Stuff You Didn't Notice

One of the more fascinating, if slightly jarring, elements is RZA as the villainous Tremaine. The Wu-Tang Clan mastermind (who directed and starred in the martial arts homage The Man with the Iron Fists) plays the warlord with a strange, laid-back menace. He’s often seen cooking or philosophizing while his henchmen, like the hulking Yeti (played by Robert Maillet), do the heavy lifting. RZA plays a warlord with the vibe of a man who just realized he left the oven on, oscillating between genuine threat and "I'm just here for the paycheck" nonchalance.

Scene from Brick Mansions

The film also serves as a reminder of how the "walled city" trope was the go-to anxiety of the post-9/11 era. Whether it was The Dark Knight Rises or No Man’s Land in the comics, the idea of an urban space cut off from civilization was a recurring theme. Here, it’s stripped of its grim-dark seriousness and turned into a neon-lit jungle gym. It’s also worth noting that the screenplay was co-written by Robert Mark Kamen, the man behind The Karate Kid and The Fifth Element. You can feel his touch in the breezy dialogue—it’s cheesy, sure, but it’s the kind of cheese that goes well with a 90-minute runtime and zero expectations.

6 /10

Worth Seeing

Ultimately, Brick Mansions is a relic of a very specific moment in action cinema history. It’s the bridge between the practical stunt-heavy era and the digital superhero saturation that followed. It doesn't want to change your life; it just wants to show you a guy jumping off a balcony into a dumpster. It’s a movie that thinks a 'twist' is something you do with a steering wheel rather than a narrative.

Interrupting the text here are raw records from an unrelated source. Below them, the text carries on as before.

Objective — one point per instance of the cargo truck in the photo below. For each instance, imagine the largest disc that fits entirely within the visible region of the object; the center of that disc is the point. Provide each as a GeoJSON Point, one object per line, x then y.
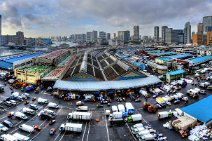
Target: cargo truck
{"type": "Point", "coordinates": [79, 115]}
{"type": "Point", "coordinates": [71, 127]}
{"type": "Point", "coordinates": [134, 118]}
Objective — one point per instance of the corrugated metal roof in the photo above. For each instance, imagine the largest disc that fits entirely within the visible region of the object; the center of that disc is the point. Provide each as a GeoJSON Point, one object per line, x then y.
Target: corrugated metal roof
{"type": "Point", "coordinates": [105, 85]}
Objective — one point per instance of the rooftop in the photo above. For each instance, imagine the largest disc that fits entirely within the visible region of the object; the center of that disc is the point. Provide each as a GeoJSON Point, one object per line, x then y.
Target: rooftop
{"type": "Point", "coordinates": [12, 59]}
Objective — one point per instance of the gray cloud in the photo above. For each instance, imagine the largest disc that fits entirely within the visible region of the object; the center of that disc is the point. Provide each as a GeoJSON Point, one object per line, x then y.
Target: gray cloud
{"type": "Point", "coordinates": [109, 15]}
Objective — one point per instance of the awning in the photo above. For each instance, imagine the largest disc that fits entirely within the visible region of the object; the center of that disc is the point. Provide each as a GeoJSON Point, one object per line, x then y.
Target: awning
{"type": "Point", "coordinates": [200, 110]}
{"type": "Point", "coordinates": [106, 85]}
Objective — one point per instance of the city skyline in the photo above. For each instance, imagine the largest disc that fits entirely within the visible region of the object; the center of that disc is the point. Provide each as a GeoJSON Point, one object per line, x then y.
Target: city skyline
{"type": "Point", "coordinates": [36, 18]}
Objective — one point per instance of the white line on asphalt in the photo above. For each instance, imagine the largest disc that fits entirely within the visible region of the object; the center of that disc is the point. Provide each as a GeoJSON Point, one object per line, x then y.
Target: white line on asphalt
{"type": "Point", "coordinates": [89, 126]}
{"type": "Point", "coordinates": [131, 132]}
{"type": "Point", "coordinates": [106, 127]}
{"type": "Point", "coordinates": [62, 136]}
{"type": "Point", "coordinates": [3, 117]}
{"type": "Point", "coordinates": [84, 131]}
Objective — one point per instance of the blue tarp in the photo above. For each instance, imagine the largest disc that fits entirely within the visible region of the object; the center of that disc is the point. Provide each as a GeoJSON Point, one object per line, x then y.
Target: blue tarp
{"type": "Point", "coordinates": [201, 59]}
{"type": "Point", "coordinates": [176, 72]}
{"type": "Point", "coordinates": [21, 57]}
{"type": "Point", "coordinates": [201, 110]}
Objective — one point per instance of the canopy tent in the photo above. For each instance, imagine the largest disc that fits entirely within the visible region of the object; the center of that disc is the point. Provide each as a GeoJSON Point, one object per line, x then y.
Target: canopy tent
{"type": "Point", "coordinates": [200, 110]}
{"type": "Point", "coordinates": [106, 85]}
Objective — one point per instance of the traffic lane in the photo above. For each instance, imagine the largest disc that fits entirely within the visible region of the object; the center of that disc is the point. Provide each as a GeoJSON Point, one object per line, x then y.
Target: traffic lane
{"type": "Point", "coordinates": [60, 118]}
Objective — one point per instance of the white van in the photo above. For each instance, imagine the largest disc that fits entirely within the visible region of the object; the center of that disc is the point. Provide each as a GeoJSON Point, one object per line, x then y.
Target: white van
{"type": "Point", "coordinates": [26, 128]}
{"type": "Point", "coordinates": [53, 105]}
{"type": "Point", "coordinates": [28, 111]}
{"type": "Point", "coordinates": [42, 101]}
{"type": "Point", "coordinates": [21, 137]}
{"type": "Point", "coordinates": [20, 115]}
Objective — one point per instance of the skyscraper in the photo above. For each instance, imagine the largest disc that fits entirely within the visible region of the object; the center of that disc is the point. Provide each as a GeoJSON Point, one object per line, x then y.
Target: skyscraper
{"type": "Point", "coordinates": [156, 33]}
{"type": "Point", "coordinates": [136, 33]}
{"type": "Point", "coordinates": [187, 33]}
{"type": "Point", "coordinates": [207, 24]}
{"type": "Point", "coordinates": [163, 31]}
{"type": "Point", "coordinates": [0, 25]}
{"type": "Point", "coordinates": [200, 28]}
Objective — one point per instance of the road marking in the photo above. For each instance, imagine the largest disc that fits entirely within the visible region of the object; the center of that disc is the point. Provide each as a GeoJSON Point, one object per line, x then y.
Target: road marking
{"type": "Point", "coordinates": [84, 131]}
{"type": "Point", "coordinates": [89, 126]}
{"type": "Point", "coordinates": [131, 132]}
{"type": "Point", "coordinates": [62, 136]}
{"type": "Point", "coordinates": [106, 127]}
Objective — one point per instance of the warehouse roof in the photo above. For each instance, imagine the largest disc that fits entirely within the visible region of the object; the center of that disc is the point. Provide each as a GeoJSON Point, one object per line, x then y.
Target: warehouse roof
{"type": "Point", "coordinates": [202, 59]}
{"type": "Point", "coordinates": [21, 57]}
{"type": "Point", "coordinates": [105, 85]}
{"type": "Point", "coordinates": [200, 110]}
{"type": "Point", "coordinates": [176, 72]}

If you're a fan of Paul Walker's easy charm or want to see a master of movement like David Belle do his thing one last time on a big studio budget, it’s a fun ride. It’s a B-movie with an A-movie's energy, perfectly content to be the film you find at 1:00 AM on a streaming service and decide, "Yeah, I can spare 90 minutes for this." Just make sure you have a glass of water nearby—that popcorn salt is no joke.